Here’s what you need to know about why TransLink is cutting corporate costs

TransLink is facing a financial challenge. That’s why we’re bridging a growing funding gap through a series of efficiency measures, totaling approximately $90 million annually. We’re taking these steps now, at a corporate level, to protect you, our customers, from any cuts to frontline transit services for as long as possible.

Why it matters: At a time when Metro Vancouver’s booming population continues to demand reliable transit, we need to find an additional $600 million per year, starting in 2026, after provincial relief funding runs out.

  • Our costs have risen faster than fare prices have increased, which have been held at levels well below inflation.
  • The regional shift toward electric vehicles is causing a decline in fuel tax revenue – we collected $34 million less in revenue from the fuel tax in 2023 than 2022.
  • Costs of construction, labour, fuel, maintenance, and new vehicles have been increasing at unprecedented rates. Major expansion projects such as the Broadway Subway Project and Surrey–Langley SkyTrain will also require significant new funding to operate once complete.

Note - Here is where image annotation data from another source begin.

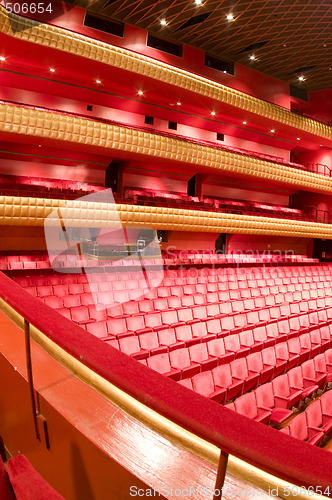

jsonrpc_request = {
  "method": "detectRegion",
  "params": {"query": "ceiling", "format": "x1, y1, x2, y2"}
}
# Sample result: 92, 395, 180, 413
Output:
80, 0, 332, 90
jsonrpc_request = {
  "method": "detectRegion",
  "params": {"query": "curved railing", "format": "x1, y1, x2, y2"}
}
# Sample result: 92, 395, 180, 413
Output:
0, 273, 332, 498
0, 6, 331, 143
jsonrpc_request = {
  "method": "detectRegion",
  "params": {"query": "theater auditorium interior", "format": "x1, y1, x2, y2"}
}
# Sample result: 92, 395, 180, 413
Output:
0, 0, 332, 500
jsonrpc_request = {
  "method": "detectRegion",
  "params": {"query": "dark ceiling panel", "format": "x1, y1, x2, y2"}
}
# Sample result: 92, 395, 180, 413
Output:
76, 0, 332, 90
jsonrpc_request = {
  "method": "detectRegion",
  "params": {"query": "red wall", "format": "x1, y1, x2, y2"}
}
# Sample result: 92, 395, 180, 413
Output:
29, 7, 290, 108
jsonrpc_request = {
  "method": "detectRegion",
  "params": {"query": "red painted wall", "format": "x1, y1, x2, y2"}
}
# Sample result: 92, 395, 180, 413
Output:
227, 234, 312, 257
31, 7, 290, 108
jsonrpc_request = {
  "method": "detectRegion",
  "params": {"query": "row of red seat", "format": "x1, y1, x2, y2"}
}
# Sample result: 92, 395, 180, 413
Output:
281, 391, 332, 445
0, 251, 317, 271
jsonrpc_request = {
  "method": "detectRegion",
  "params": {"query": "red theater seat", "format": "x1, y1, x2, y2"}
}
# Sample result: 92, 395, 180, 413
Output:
192, 372, 226, 404
147, 353, 181, 380
255, 382, 293, 425
230, 358, 259, 392
234, 392, 271, 424
287, 366, 318, 399
212, 365, 244, 400
280, 412, 324, 445
272, 374, 302, 408
189, 343, 218, 371
301, 359, 327, 388
169, 347, 201, 378
247, 352, 274, 384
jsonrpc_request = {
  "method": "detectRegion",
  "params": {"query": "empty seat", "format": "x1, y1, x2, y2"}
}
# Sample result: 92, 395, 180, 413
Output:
234, 392, 271, 424
119, 336, 149, 359
301, 359, 327, 388
212, 365, 244, 400
280, 412, 324, 445
272, 374, 302, 408
169, 347, 201, 378
70, 306, 94, 325
255, 382, 293, 425
247, 352, 274, 384
306, 392, 332, 435
147, 353, 181, 380
230, 358, 259, 392
192, 372, 226, 403
287, 366, 318, 399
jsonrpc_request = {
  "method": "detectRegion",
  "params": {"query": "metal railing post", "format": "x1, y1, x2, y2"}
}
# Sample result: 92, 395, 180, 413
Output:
213, 450, 228, 500
24, 319, 40, 441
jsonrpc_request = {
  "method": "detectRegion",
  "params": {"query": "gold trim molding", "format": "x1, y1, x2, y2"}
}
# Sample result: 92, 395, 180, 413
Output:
0, 103, 332, 193
0, 6, 332, 139
0, 196, 332, 239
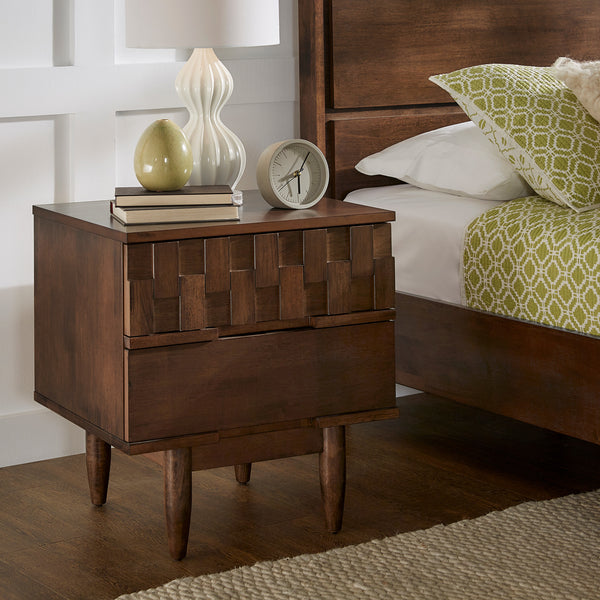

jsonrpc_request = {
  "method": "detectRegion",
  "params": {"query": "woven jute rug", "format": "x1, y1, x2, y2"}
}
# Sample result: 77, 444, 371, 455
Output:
118, 490, 600, 600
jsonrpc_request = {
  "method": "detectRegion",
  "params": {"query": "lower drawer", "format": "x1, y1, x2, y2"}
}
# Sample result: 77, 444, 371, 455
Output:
125, 321, 395, 442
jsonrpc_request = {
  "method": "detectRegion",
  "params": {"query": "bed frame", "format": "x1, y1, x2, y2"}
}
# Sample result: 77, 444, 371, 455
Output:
298, 0, 600, 443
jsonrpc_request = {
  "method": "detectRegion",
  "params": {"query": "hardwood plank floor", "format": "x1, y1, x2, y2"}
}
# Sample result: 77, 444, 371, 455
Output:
0, 395, 600, 600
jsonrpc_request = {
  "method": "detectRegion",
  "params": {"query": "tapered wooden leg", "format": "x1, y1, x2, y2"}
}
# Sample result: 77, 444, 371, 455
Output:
85, 432, 111, 506
234, 463, 252, 483
319, 425, 346, 533
164, 448, 192, 560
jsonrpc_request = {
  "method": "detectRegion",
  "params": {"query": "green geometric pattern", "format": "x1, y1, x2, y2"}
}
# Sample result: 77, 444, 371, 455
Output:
463, 196, 600, 336
430, 64, 600, 212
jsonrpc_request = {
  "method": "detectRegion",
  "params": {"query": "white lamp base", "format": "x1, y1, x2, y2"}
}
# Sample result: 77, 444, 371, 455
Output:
175, 48, 246, 189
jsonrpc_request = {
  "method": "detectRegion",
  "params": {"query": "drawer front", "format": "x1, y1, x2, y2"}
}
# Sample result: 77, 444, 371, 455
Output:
126, 321, 395, 442
124, 223, 394, 336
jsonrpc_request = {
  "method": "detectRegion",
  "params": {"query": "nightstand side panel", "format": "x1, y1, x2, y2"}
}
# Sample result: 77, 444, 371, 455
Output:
34, 216, 124, 438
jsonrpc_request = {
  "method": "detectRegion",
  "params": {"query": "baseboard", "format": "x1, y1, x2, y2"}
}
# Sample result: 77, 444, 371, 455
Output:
0, 408, 85, 467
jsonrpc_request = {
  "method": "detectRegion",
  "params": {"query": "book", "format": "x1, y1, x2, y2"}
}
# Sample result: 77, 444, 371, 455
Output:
114, 185, 233, 207
110, 202, 240, 225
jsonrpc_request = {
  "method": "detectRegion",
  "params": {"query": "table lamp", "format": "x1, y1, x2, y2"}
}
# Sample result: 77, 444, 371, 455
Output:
125, 0, 279, 189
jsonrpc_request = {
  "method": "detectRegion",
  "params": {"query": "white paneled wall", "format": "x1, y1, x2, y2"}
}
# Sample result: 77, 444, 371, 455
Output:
0, 0, 298, 466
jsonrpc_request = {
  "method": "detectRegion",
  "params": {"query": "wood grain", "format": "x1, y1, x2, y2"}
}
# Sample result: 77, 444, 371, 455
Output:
0, 395, 600, 600
163, 448, 192, 560
328, 0, 598, 109
396, 294, 600, 443
124, 321, 394, 442
34, 217, 123, 437
319, 425, 346, 533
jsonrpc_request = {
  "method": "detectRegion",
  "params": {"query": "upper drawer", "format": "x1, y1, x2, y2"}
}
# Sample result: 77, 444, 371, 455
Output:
124, 223, 394, 336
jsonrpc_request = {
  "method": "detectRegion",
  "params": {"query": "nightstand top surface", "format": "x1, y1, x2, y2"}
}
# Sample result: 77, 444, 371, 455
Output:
33, 191, 395, 243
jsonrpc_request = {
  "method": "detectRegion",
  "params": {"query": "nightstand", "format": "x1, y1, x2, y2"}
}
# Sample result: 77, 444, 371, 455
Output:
33, 193, 397, 559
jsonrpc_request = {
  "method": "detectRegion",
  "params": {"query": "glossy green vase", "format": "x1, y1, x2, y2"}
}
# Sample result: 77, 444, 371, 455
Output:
133, 119, 194, 192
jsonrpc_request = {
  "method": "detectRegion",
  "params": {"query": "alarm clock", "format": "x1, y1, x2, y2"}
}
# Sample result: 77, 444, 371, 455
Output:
256, 139, 329, 208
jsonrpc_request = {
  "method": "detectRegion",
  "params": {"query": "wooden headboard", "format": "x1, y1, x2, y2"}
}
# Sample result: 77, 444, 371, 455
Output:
298, 0, 600, 198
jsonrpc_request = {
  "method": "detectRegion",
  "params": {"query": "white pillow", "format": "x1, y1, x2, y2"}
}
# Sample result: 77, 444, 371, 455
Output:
356, 122, 534, 200
552, 56, 600, 122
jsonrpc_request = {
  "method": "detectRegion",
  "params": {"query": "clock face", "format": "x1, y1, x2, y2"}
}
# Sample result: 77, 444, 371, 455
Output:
257, 140, 329, 208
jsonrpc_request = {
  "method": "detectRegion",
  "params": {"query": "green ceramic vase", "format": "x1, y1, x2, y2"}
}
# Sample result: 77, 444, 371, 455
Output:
133, 119, 194, 192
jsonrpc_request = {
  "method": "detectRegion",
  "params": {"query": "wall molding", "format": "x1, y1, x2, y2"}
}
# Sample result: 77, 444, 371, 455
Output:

What we’re doing: Our focus is on efficiency and revenue generation without impacting current service levels. Some key cost-cutting measures include:

  • Eliminating 35 unfilled corporate roles and deferring other positions
  • Reducing third-party contractors by bringing more work in-house
  • Reducing research grants and projects on mobility innovations
  • Reducing leadership training courses
  • Reducing ridership development and community initiatives
  • Increasing fare evasion enforcement on the transit system
  • Optimizing debt management strategy
  • Reducing IT software and hardware expenses

The bottom line: While these steps will help to save money, they don’t fully address the long-term funding shortfall. Without a new funding model, we may be forced to cut service after 2025.

Zooming out: We’re urgently working to find a funding solution with government partners that supports transit expansion, not reductions.]

  • Maintaining and expanding public transit is crucial for Metro Vancouver’s growing population and economic health.
  • We need to fund the Access for Everyone plan so we can meet the needs of an ever-growing population in Metro Vancouver.
  • The plan requires a total investment of $21 billion over the next decade and there’s something in it for everyone — whether you are a transit rider, cyclist, pedestrian, or driver.
  • It will allow us to more than double bus service, add up to nine bus rapid transit routes, make improvements to the region’s major road network, increase HandyDART and SeaBus service, build the Burnaby Mountain Gondola and the SkyTrain extension to the University of British Columbia, expand cycling and pedestrian infrastructure, and so much more.